Students at Cairo University study writings of Adj. Prof. H. Masud Taj

February 11, 2022

Master’s students in the Department of English Language and Literature at Cairo University in Egypt studied the architectural writings of Adjunct Professor H. Masud Taj last fall. 

 

The course, taught by Professor Dalia Elshayal, was Literature and the Arts, with Literature and Architecture as one segment. 

 

“Masud Taj is a multi-talented human being with a very sharp vision,” said Elshayal. “Being an architect and a poet as well as a calligrapher fitted perfectly well the aim of my course through  which literature meets other art forms. Students found his work to be challenging yet enjoyable, and it opened a whole new world to them.”
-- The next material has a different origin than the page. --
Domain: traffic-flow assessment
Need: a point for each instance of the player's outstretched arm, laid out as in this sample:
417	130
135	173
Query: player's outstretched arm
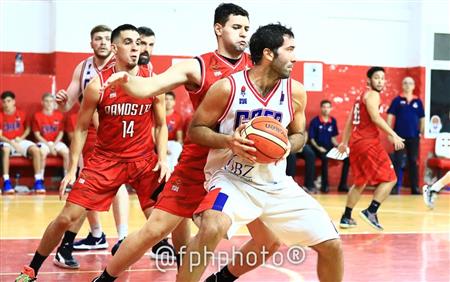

The writings studied by the ten students were: 

1.  Window 

2. Three Shores of the Cube 

3. Domain Of Inbetween 

4. Rectangles are Relationships 

5.  Embassy of Liminal Spaces 

6. Jalebi & The Knot Of Sacred Architecture 

7. Dragonfly 

8. The Cockroach of Memory 

9. Father Taught Me To Teach 

 

The seminar culminated with a three-hour Zoom session with Taj on December 29, 2021, during which the students focused on his essay, Three Shores of the Cube. 

 

“Having read Masud Taj’s work, the students naturally felt the need to hear some responses from the author himself,” said Elshayal. “They have tremendously enjoyed the exchange and described their meeting with him as illuminating and intense.”  

 

The essay appears in the preface of Three Cubes of Perception, a 2015 book by Jason Freedman, an alumnus of the Azrieli School of Architecture & Urbanism. 

 

It was also featured in Building 22 Edition 15 and can be accessed here: https://www.academia.edu/44457728/Three_Shores_Of_The_Cube 

 

The Domain of Inbetween is in Taj’s book Nari Gandhi, available in the Special Collections at Carleton University’s MacOdrum Library and in the Barbara A. Humphreys Reading Room in the Architecture Building.